After completing his treatment, Turner obtained a job, his first, at a car wash facility. His hard work there resulted in his promotion to the position of assistant manager.

Turner and his wife have four children. He has purchased a home in Arizona in which the family and his mother-in-law reside.

Since moving to Arizona, he was arrested in 1995 for giving false information to a police officer after a traffic stop and was sentenced to one day in jail; he was also arrested in 1997 in with connection the instance offense. Other than an arrest in July 1999 in connection with motor vehicle violations for which he received a citation, Turner has not been arrested since entering his guilty plea to this offense in 1997. Pursuant to his plea agreement, Turner has cooperated with the government in several investigations in Arizona and has proved to be a valuable ongoing resource to agents there.

Conclusions of Law

Since 1992, Turner has engaged in exceptional efforts at rehabilitation such that a downward departure is warranted.[1] Exceptional or extraordinary examples of post-offense rehabilitation may constitute grounds for a downward departure under U.S.S.G. § 5K2.0 and 18 U.S.C. § 3553(b). See United States v. Sally, 116 F.3d 76, 81 (3d Cir.1997). Such a departure allows "a chance for truly repentant defendants to earn reductions in their sentences based on a demonstrated commitment to repair and rebuild their lives." Id. It is only appropriate where the court finds that "the defendant has achieved real gains in rehabilitating himself and changing his behavior." Id. at 82.

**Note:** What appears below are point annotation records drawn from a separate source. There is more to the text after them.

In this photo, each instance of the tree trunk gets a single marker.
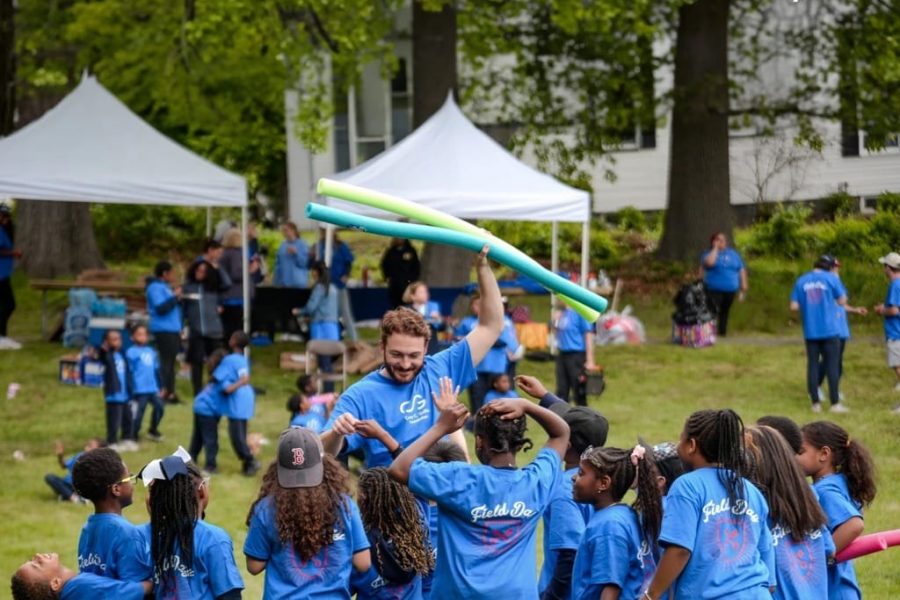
(56, 238)
(7, 66)
(434, 74)
(699, 189)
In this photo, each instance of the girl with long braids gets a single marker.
(617, 556)
(395, 526)
(488, 514)
(305, 530)
(803, 546)
(715, 538)
(192, 560)
(844, 479)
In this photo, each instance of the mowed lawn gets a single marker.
(651, 389)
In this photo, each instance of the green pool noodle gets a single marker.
(427, 233)
(430, 216)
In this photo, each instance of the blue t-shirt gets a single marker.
(212, 573)
(801, 568)
(143, 364)
(839, 507)
(210, 402)
(370, 586)
(292, 270)
(613, 552)
(5, 261)
(87, 586)
(405, 410)
(724, 275)
(570, 330)
(487, 523)
(241, 403)
(160, 298)
(564, 523)
(817, 293)
(497, 359)
(314, 419)
(892, 324)
(731, 546)
(326, 575)
(112, 547)
(122, 396)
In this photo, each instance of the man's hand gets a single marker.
(449, 394)
(345, 424)
(531, 386)
(506, 408)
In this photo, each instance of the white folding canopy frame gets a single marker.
(91, 148)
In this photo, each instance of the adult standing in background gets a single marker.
(165, 325)
(399, 267)
(291, 260)
(232, 265)
(725, 277)
(819, 295)
(7, 255)
(341, 266)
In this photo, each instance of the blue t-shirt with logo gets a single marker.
(87, 586)
(892, 324)
(313, 419)
(496, 360)
(612, 553)
(488, 517)
(564, 523)
(325, 575)
(817, 293)
(143, 364)
(801, 567)
(839, 507)
(121, 396)
(212, 574)
(159, 298)
(724, 275)
(241, 403)
(210, 402)
(110, 546)
(405, 410)
(570, 330)
(731, 546)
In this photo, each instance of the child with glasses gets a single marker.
(109, 545)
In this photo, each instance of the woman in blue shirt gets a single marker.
(488, 513)
(725, 277)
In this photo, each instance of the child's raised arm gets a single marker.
(557, 429)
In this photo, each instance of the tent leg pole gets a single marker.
(245, 268)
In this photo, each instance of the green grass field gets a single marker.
(651, 389)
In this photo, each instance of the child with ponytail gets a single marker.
(398, 538)
(192, 560)
(803, 546)
(714, 533)
(617, 553)
(844, 479)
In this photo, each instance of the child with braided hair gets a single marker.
(192, 560)
(803, 547)
(715, 533)
(305, 530)
(617, 553)
(488, 513)
(401, 553)
(844, 480)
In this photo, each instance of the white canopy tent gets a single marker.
(450, 165)
(91, 148)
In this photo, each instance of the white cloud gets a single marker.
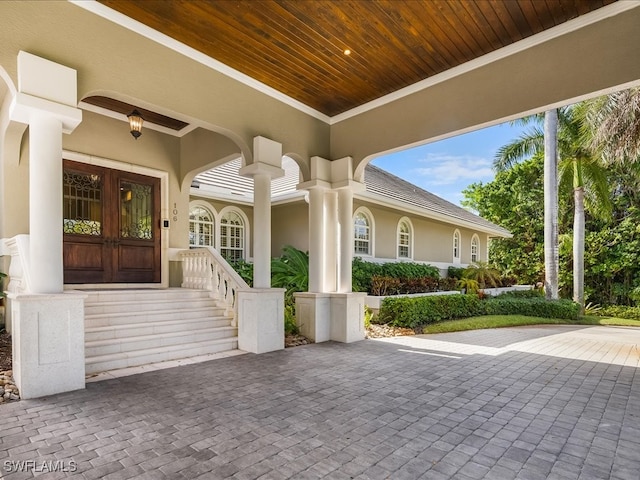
(445, 169)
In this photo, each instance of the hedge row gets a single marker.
(619, 311)
(363, 272)
(414, 312)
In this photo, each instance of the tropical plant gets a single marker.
(2, 277)
(483, 274)
(613, 124)
(291, 270)
(579, 170)
(469, 285)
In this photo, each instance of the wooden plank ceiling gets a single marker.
(298, 46)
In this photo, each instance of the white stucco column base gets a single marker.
(261, 320)
(347, 317)
(331, 316)
(313, 315)
(48, 343)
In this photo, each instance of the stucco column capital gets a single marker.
(27, 108)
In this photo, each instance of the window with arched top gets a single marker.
(404, 239)
(475, 249)
(232, 231)
(456, 246)
(201, 226)
(362, 233)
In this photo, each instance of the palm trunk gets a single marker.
(551, 204)
(578, 248)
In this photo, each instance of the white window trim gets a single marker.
(245, 219)
(214, 213)
(372, 228)
(409, 223)
(475, 238)
(456, 260)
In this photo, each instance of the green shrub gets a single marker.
(384, 285)
(447, 284)
(368, 316)
(533, 307)
(415, 311)
(455, 272)
(244, 269)
(290, 325)
(363, 273)
(619, 311)
(533, 293)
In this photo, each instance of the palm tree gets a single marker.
(579, 170)
(551, 256)
(613, 122)
(536, 141)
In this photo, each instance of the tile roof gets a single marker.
(225, 179)
(385, 184)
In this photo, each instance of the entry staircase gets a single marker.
(128, 328)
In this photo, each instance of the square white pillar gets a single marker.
(313, 315)
(48, 343)
(331, 316)
(261, 320)
(347, 317)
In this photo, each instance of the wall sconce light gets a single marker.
(135, 123)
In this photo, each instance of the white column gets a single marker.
(316, 239)
(330, 266)
(261, 231)
(345, 221)
(45, 204)
(46, 101)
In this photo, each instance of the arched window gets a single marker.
(232, 229)
(404, 239)
(475, 249)
(201, 226)
(362, 233)
(456, 246)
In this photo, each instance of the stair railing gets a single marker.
(18, 249)
(205, 269)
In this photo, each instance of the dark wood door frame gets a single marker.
(108, 249)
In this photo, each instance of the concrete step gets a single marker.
(145, 342)
(113, 332)
(162, 303)
(127, 328)
(115, 361)
(119, 295)
(135, 316)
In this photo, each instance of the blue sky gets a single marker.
(447, 167)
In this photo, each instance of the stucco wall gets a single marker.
(216, 207)
(432, 240)
(289, 226)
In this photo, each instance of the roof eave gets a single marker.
(425, 212)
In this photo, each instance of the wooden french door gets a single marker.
(111, 225)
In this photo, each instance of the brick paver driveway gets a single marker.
(549, 402)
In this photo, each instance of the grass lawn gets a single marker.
(498, 321)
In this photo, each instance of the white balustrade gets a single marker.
(205, 269)
(18, 249)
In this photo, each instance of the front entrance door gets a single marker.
(111, 225)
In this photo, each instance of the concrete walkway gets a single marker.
(549, 402)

Turner's rehabilitation meets the stringent standard articulated by the Third Circuit in Sally. His rather storied criminal history prior to 1992 gave little indication that Turner would become a productive member of society. Nevertheless, Turner has managed a remarkable turnaround in his life. He sought treatment for his substance abuse on his own initiative and has remained sober for approximately six years. Moreover, his continued involvement in his treatment indicates his dedication to his recovery. Turner has not only entered the workforce for the first time in his life but has achieved a position of responsibility and trust in his job. See United States v. McBroom, 991 F.Supp. 445, 450-51 (D.N.J.1998) (departing downward based on defendant's post-conviction rehabilitation including his four years of sobriety, daily attendance at Alcoholics Anonymous meetings and his full-time employment). Other than his traffic offenses and his arrest in 1997, Turner has not run afoul of the law since leaving Philadelphia. Furthermore, Turner's indictment on the instant offense did not derail his efforts at rehabilitation; rather he responded by continuing his efforts at rebuilding his life and by providing valuable assistance to the government. While departures based on post-offense or post-conviction rehabilitation are not to be awarded lightly, the court finds that one is appropriate in this case. Turner has achieved concrete results in his efforts to recreate his life, and his behavior over the past seven years demonstrates that he is committed to a permanent positive transformation. Accordingly, *435 the court will depart downward from the applicable guideline range.[2]

NOTES

[1] The applicable sentencing range is 151 to 188 months. See PSI ¶ 50. Because the defendant has three prior convictions for violent felonies, he is subject to a mandatory minimum sentence of fifteen years. See 18 U.S.C. § 924(e)(1); PSI ¶ 50. By a separate order of even date, the court granted the government's motion for departure based on the defendant's substantial assistance and thus may impose a sentence below the minimum mandated by statute. See 18 U.S.C. § 3553(e).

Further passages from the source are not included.